Saturday, November 30, 2013

Today -100: November 30, 1913: Of sabers in Zabern (almost poetical), and socialist senators


More anti-German-military sentiment is expressed in Zabern, Alsace. It started when some schoolboys jeered a group of army officers which included the lieutenant who told his men it was okay to shoot Alsatians. A crowd collected, troops from the barracks appeared, with drums and fixed bayonets and everything, and started arresting anyone they found on the streets, including two judges on their way home from court. These Alsatians were held overnight in the barracks’ basement, then turned over to the civil court, which promptly released them. “A number of young Lieutenants of the Ninety-ninth Infantry were seen to-day pursuing with drawn swords a youth who had shouted an insult to a man who was singing the German national anthem.”
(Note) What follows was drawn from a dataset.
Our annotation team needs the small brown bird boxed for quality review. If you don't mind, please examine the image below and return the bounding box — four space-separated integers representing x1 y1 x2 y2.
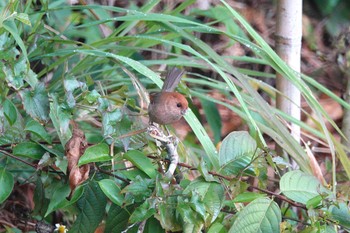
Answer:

In Flensburg, Schleswig, another part of the German Empire added by conquest, polar explorer Roald Amundsen has been forbidden from giving a lecture in Norwegian (which the Danish residents could presumably follow).

Italy’s King Victor Emmanuel III has been getting along fairly well with the Socialists these days. He gives a cabinet post to a Socialist who in 1900 shouted “Death to the King” in parliament, referring to VE3’s father, who was assassinated three months later. The king has also named Socialists to the Senate for the first time, three of them.